Dampak Teritorial dari Ekstraksi Global
Hilangnya Keanekaragaman Hayati dan Perubahan Iklim
Di Provinsi Kepulauan Bangka Belitung, hilangnya keanekaragaman hayati dan perubahan iklim sangat terkait dengan semakin meluasnya kegiatan pertambangan formal dan informal dan akan tergantung pada apakah ekstraksi dilakukan di darat atau di laut. Untuk kegiatan di darat yang telah lama dilakukan oleh para pemain skala besar dan kecil, endapan timah aluvial diekstraksi setelah pembongkaran vegetasi di atas tanah bagian atas dan pemindahan lapisan tanah penutup yang tidak mengandung timah. Para penambang harus menuangkan sejumlah besar air bertekanan tinggi ke atas endapan untuk memisahkan bijih timah yang berat dari material lainnya. Akibatnya, air bekas dan endapan dari proses pencucian ini menghasilkan bahan asam dengan pH di bawah 3 yang membawa dampak negatif terhadap flora dan fauna.
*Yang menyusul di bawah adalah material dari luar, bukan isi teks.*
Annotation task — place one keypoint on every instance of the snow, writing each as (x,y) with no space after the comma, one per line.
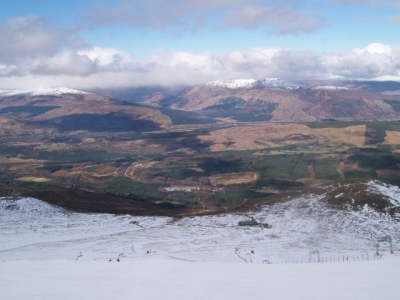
(273,83)
(54,91)
(47,252)
(330,87)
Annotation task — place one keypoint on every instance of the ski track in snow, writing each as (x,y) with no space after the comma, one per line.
(34,230)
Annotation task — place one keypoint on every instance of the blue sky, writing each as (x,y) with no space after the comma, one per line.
(120,43)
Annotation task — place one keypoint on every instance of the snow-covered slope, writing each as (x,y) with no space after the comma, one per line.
(330,87)
(54,91)
(275,83)
(50,253)
(32,229)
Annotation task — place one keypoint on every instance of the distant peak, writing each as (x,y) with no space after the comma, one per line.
(52,91)
(273,83)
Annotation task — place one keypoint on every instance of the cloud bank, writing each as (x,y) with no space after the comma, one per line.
(39,54)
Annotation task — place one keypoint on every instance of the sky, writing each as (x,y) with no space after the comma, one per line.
(126,43)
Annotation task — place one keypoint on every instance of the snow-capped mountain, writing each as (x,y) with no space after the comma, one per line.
(53,91)
(274,83)
(329,87)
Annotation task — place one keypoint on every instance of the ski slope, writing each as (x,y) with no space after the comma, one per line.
(47,252)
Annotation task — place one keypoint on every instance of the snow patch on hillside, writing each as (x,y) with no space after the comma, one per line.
(272,83)
(54,91)
(47,252)
(330,87)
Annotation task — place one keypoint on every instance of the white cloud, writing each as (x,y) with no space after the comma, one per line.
(394,19)
(107,67)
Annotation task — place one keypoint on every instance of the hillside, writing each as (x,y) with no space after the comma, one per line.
(90,152)
(280,101)
(312,248)
(62,109)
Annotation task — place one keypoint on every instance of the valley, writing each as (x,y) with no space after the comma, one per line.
(158,160)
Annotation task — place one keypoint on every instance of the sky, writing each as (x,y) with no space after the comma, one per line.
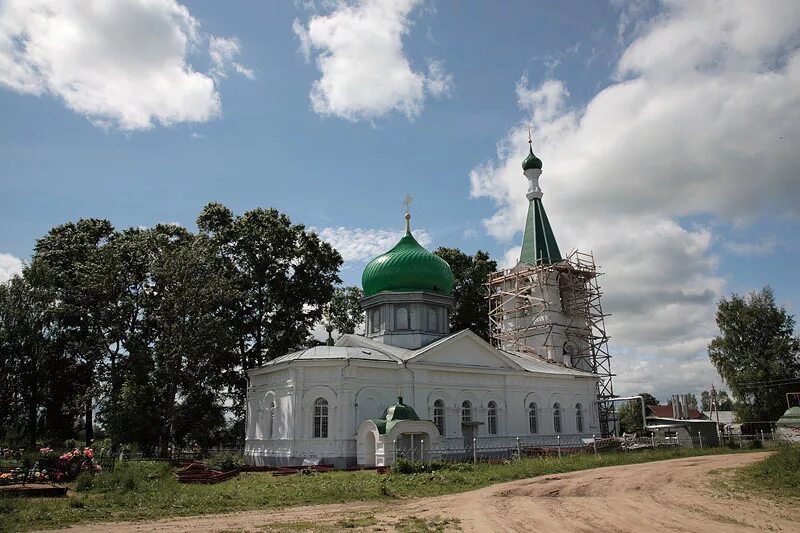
(668,130)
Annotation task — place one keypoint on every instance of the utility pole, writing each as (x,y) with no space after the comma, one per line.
(714,406)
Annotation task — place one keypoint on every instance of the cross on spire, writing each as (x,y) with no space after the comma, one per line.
(407,202)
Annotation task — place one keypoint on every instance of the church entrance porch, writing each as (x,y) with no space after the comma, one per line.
(416,440)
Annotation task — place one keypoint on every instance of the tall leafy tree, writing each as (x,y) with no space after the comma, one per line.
(757,354)
(470,273)
(283,276)
(630,413)
(70,254)
(193,347)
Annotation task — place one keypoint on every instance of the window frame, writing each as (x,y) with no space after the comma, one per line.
(557,427)
(397,311)
(438,416)
(491,418)
(321,411)
(466,411)
(533,418)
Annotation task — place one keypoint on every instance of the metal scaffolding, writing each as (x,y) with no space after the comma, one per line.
(554,311)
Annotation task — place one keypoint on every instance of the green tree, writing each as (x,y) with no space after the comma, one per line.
(724,402)
(69,255)
(283,277)
(757,354)
(630,413)
(470,292)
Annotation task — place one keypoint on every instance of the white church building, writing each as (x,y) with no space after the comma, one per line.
(410,385)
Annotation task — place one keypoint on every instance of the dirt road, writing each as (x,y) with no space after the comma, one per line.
(664,496)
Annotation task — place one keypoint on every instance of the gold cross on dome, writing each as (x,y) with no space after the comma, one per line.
(407,202)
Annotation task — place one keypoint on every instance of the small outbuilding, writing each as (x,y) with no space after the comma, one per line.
(787,428)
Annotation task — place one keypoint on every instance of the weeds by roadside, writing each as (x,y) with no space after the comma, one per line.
(143,490)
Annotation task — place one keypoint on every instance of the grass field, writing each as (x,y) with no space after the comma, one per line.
(147,490)
(778,475)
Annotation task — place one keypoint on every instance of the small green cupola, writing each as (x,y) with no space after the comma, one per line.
(394,414)
(407,267)
(531,162)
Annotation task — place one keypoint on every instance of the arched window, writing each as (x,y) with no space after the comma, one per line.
(271,420)
(466,411)
(401,318)
(438,416)
(533,423)
(376,321)
(433,319)
(491,418)
(320,418)
(556,417)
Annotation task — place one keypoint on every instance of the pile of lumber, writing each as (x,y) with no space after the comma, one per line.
(289,470)
(200,473)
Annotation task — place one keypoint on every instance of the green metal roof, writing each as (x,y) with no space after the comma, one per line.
(531,161)
(394,414)
(790,418)
(407,267)
(539,245)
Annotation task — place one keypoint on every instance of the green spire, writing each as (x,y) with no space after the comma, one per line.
(538,242)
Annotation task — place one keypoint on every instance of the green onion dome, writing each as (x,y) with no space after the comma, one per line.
(399,411)
(531,161)
(407,267)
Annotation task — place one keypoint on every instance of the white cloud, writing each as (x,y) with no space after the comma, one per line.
(694,125)
(120,63)
(9,266)
(364,71)
(223,51)
(763,247)
(360,244)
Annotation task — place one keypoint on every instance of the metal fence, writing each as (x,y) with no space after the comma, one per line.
(492,450)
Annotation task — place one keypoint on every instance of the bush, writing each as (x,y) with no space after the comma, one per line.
(84,482)
(131,476)
(404,466)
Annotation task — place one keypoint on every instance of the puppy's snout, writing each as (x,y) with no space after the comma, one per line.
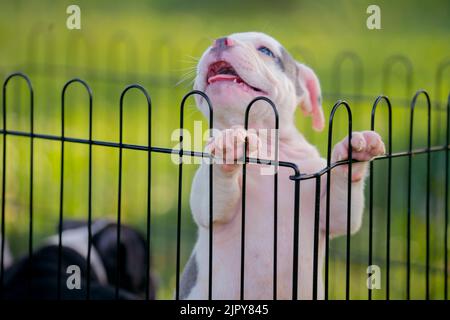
(222,43)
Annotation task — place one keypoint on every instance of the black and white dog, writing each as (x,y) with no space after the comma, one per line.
(36,278)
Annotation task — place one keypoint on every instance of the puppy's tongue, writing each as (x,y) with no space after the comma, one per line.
(224,77)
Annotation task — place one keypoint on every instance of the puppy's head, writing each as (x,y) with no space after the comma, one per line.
(239,67)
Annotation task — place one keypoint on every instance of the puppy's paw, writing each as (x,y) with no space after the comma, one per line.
(228,147)
(365,146)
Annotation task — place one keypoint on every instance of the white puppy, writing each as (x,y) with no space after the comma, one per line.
(232,72)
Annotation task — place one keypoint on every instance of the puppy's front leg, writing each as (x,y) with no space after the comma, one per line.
(227,148)
(365,146)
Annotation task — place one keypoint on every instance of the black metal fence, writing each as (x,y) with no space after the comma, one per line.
(297,177)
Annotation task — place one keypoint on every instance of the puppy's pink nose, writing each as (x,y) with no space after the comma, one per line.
(222,43)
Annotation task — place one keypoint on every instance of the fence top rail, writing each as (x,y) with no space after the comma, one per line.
(297,175)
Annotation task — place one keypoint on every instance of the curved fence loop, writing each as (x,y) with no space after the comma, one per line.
(336,106)
(119,198)
(180,180)
(244,179)
(442,67)
(3,203)
(446,205)
(358,71)
(388,65)
(377,102)
(428,173)
(61,192)
(77,43)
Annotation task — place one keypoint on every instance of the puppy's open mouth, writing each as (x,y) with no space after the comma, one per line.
(223,71)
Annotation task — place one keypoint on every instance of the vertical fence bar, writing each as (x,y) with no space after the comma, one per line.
(202,95)
(149,186)
(327,222)
(61,197)
(3,220)
(447,142)
(296,238)
(388,205)
(408,248)
(243,203)
(316,237)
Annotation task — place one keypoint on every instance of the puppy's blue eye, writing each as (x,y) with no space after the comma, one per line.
(266,51)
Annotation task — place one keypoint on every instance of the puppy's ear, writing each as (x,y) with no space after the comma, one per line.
(311,97)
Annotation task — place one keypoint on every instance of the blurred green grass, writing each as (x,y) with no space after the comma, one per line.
(155,43)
Keasaman mengubah struktur dan komposisi vegetasi, yang menyebabkan kerusakan yang mengkhawatirkan dan signifikan pada aspek biofisik sumber daya lahan, termasuk perubahan tekstur tanah, hilangnya kesuburan tanah, kerusakan struktur tanah, hilangnya bahan organik tanah, juga penurunan produktivitas tanah dan kualitas lingkungan dalam hal perubahan topografi dan morfologi lahan. Hal ini menyebabkan hilangnya biota yang sangat penting dalam menyediakan jasa lingkungan seperti stabilitas tanah dan penyediaan hasil hutan, serta menjaga penyerapan karbon dan siklus hidrologi. Selain banjir dan rusaknya infrastruktur, sungai yang menerima sedimentasi timah memiliki spesies ikan yang hampir 30% lebih sedikit dibandingkan dengan sungai yang bebas dari kegiatan tersebut.
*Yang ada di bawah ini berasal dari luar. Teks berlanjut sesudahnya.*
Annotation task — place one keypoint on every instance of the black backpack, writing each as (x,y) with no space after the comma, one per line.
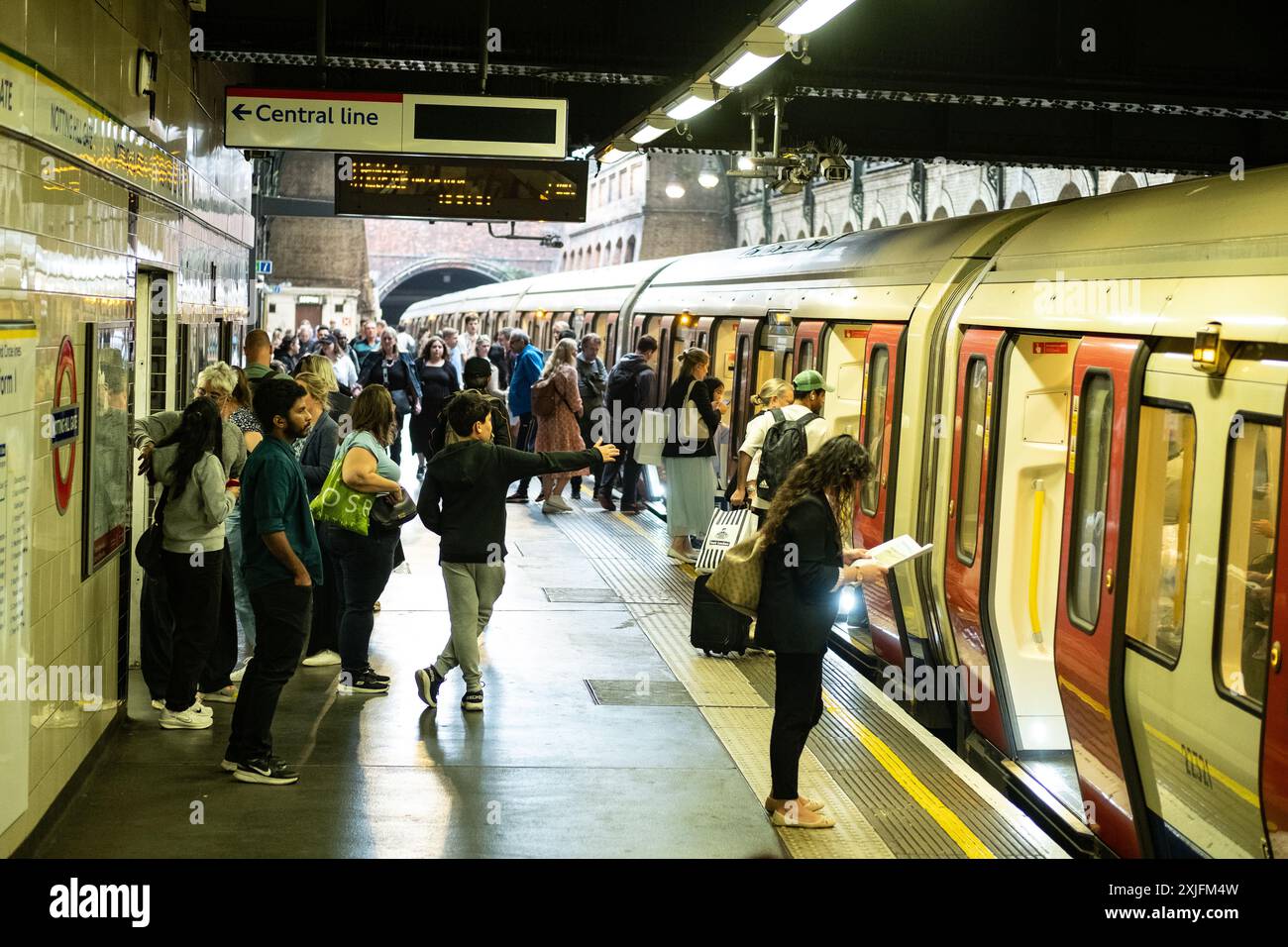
(785,446)
(622,390)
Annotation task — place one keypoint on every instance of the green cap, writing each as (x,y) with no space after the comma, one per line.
(810,381)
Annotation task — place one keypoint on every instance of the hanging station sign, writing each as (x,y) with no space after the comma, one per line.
(445,188)
(370,121)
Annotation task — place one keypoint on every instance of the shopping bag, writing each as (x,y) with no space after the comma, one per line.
(737,579)
(651,437)
(725,530)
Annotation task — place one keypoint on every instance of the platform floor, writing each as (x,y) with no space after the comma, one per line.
(605,735)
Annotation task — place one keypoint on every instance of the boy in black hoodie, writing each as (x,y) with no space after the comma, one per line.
(463,500)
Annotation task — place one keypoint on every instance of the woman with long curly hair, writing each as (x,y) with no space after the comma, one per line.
(806,562)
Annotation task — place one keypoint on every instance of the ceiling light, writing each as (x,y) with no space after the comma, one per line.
(810,16)
(690,106)
(745,68)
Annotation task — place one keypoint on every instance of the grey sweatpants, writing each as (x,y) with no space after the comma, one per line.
(472,587)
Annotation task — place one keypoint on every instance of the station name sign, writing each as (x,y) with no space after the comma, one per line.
(449,188)
(406,123)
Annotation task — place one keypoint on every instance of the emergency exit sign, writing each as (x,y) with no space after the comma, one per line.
(397,123)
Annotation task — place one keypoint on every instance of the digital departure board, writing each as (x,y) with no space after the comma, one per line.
(449,188)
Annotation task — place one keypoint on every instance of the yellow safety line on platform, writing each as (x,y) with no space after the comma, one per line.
(948,819)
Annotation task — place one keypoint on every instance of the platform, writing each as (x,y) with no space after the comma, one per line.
(605,735)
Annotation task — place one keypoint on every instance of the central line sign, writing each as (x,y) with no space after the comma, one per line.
(399,123)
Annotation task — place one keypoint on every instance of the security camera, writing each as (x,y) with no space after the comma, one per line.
(835,169)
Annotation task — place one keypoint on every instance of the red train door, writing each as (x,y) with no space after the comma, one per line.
(871,513)
(1274,733)
(809,337)
(966,556)
(1090,621)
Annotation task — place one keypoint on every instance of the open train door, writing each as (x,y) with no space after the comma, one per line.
(871,510)
(1274,729)
(1090,638)
(970,523)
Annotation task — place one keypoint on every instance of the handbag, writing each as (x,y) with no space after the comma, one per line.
(386,514)
(149,551)
(725,530)
(735,579)
(692,425)
(339,505)
(651,438)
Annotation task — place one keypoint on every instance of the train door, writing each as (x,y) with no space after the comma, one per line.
(1274,736)
(1089,637)
(967,517)
(871,519)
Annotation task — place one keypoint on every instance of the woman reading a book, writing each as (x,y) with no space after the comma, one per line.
(806,562)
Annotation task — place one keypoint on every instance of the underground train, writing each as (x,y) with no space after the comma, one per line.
(1082,407)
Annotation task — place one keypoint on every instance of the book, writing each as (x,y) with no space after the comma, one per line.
(900,549)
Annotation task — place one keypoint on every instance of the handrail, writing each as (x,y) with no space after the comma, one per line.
(1035,558)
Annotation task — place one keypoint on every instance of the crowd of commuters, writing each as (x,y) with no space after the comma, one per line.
(239,468)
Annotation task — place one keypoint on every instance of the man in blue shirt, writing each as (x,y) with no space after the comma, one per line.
(281,565)
(528,365)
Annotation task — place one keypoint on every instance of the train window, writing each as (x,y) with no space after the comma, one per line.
(973,459)
(1160,531)
(1248,557)
(1095,423)
(879,377)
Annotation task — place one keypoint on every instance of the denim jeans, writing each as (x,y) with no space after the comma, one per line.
(282,612)
(241,595)
(362,566)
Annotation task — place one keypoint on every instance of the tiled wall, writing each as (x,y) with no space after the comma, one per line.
(65,262)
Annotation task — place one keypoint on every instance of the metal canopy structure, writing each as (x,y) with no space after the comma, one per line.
(1127,85)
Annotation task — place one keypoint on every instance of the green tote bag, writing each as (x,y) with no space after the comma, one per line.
(336,504)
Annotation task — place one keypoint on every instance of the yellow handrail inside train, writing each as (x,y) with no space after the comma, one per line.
(1034,558)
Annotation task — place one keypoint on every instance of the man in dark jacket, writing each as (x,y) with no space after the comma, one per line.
(463,500)
(630,389)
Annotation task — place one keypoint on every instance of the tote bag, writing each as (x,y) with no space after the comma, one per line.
(735,579)
(726,530)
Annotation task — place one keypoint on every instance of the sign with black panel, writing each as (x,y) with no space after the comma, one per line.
(449,188)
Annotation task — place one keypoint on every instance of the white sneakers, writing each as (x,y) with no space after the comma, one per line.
(323,659)
(194,718)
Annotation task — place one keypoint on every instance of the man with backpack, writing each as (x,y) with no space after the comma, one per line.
(630,389)
(781,437)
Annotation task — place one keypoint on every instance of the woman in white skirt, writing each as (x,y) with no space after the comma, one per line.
(691,479)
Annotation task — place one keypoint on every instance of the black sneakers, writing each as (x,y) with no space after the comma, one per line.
(267,771)
(365,682)
(428,681)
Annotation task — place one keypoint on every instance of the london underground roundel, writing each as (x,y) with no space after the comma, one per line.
(64,429)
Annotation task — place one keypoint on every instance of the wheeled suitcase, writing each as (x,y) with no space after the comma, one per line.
(715,628)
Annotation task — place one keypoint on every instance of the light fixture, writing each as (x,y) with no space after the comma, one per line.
(755,54)
(655,127)
(806,16)
(1211,355)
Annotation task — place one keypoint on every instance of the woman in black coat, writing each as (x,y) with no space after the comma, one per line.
(806,562)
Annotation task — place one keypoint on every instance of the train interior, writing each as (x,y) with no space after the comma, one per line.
(1031,455)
Sementara itu, penambangan timah lepas pantai ditemukan menurunkan kualitas air dan menyebabkan penurunan jumlah spesies plankton sebesar 40%: jumlah spesies lamun di perairan yang ditambang sekitar 70% dari jumlah yang tidak ditambang; jumlah ikan yang berasosiasi dengan terumbu karang di perairan yang ditambang adalah 30% dari jumlah ikan yang ada di ekosistem yang tidak ditambang; cakupan kehidupan terumbu karang kurang dari 25% di perairan yang ditambang dibandingkan dengan lebih dari 90% di lingkungan yang tidak ditambang. Angka-angka ini sangat signifikan karena kepulauan ini dikenal dengan berbagai sumber daya pesisirnya, seperti terumbu karang, hutan bakau, dan padang lamun.
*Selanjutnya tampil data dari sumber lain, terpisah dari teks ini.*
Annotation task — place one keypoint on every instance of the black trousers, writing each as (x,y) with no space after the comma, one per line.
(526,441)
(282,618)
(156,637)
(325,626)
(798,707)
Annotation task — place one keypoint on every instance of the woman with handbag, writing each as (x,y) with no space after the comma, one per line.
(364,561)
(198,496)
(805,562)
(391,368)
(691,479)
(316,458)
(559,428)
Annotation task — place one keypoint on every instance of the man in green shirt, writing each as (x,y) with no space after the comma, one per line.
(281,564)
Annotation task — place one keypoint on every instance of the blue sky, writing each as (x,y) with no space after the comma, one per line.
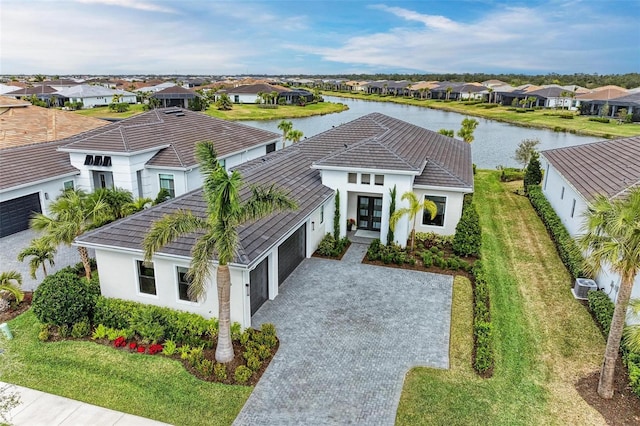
(318,37)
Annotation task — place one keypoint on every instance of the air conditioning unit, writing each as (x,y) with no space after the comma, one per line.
(582,286)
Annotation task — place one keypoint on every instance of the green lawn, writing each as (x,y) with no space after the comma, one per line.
(144,385)
(537,118)
(545,340)
(239,111)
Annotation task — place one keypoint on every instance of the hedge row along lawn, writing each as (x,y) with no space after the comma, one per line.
(539,118)
(545,340)
(150,386)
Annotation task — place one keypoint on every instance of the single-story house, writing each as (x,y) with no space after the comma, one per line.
(575,175)
(94,96)
(141,154)
(363,160)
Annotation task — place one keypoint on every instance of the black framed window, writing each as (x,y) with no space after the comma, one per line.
(441,204)
(146,277)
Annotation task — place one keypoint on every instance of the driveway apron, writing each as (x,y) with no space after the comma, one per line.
(348,333)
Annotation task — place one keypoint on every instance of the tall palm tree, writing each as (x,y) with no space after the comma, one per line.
(286,127)
(41,251)
(226,212)
(612,236)
(72,214)
(415,207)
(11,282)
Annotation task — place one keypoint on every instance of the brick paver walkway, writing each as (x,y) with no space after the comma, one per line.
(348,333)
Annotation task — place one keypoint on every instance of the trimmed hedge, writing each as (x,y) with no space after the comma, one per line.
(482,325)
(565,245)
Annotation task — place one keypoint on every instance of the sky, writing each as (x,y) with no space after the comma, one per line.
(277,37)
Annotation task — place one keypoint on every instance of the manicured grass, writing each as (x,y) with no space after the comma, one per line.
(144,385)
(239,111)
(537,118)
(545,340)
(253,112)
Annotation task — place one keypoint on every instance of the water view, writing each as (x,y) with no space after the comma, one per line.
(494,144)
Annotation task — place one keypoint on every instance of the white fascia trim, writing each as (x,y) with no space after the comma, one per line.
(444,188)
(113,153)
(40,182)
(365,170)
(138,252)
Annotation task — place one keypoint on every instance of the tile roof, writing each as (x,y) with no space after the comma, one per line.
(171,127)
(290,169)
(608,167)
(24,125)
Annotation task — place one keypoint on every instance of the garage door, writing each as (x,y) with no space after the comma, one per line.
(259,282)
(291,253)
(15,214)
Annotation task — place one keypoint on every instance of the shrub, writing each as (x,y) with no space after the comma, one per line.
(220,371)
(602,308)
(81,329)
(565,245)
(468,237)
(242,374)
(64,299)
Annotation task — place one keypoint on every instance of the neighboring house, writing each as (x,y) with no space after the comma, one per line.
(175,96)
(141,154)
(94,96)
(363,159)
(575,175)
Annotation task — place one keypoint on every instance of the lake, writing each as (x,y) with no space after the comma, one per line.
(494,144)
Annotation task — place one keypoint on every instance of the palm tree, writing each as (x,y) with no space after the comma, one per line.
(226,212)
(295,135)
(612,236)
(72,214)
(11,282)
(41,251)
(415,206)
(286,127)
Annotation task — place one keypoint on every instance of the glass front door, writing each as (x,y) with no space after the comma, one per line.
(369,213)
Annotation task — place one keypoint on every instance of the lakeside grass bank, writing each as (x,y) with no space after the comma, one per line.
(541,118)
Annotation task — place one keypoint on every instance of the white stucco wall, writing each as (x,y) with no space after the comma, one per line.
(452,213)
(119,279)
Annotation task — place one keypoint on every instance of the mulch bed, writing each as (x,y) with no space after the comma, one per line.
(16,310)
(623,409)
Pengolahan bijih timah juga berkontribusi terhadap sejumlah besar emisi karbon. Meskipun sering dipahami sebagai mineral yang relatif mudah ditambang, proses pengolahan timah membutuhkan banyak bahan lain selama proses peleburan dan pemurnian untuk mencapai tingkat kemurnian 99,9%. Bahan-bahan tersebut antara lain batu bara, batu kapur, kristalisasi, dan aluminium dalam pembuatan batangan timah murni. Meskipun bahan-bahan tersebut merupakan bahan yang padat karbon, timah semakin dikaitkan dan diintegrasikan dengan wacana keberlanjutan dan kemajuan teknologi transisi energi global. Hal ini menunjukkan bahwa dekarbonisasi di sektor pertambangan timah terutama dipikirkan dalam hal pembangkitan energi, namun peleburan dan pengolahan timah membutuhkan cukup banyak batu bara dan mineral lainnya. Penggunaan aluminium, misalnya, juga dapat dikaitkan dengan narasi ekonomi sirkular yang dapat mengarah pada pencucian hijau (greenwashing) industri ekstraktif. Diperlukan lebih banyak upaya untuk memahami dekarbonisasi industri pertambangan timah untuk melihat hubungannya dengan proyek transisi energi global.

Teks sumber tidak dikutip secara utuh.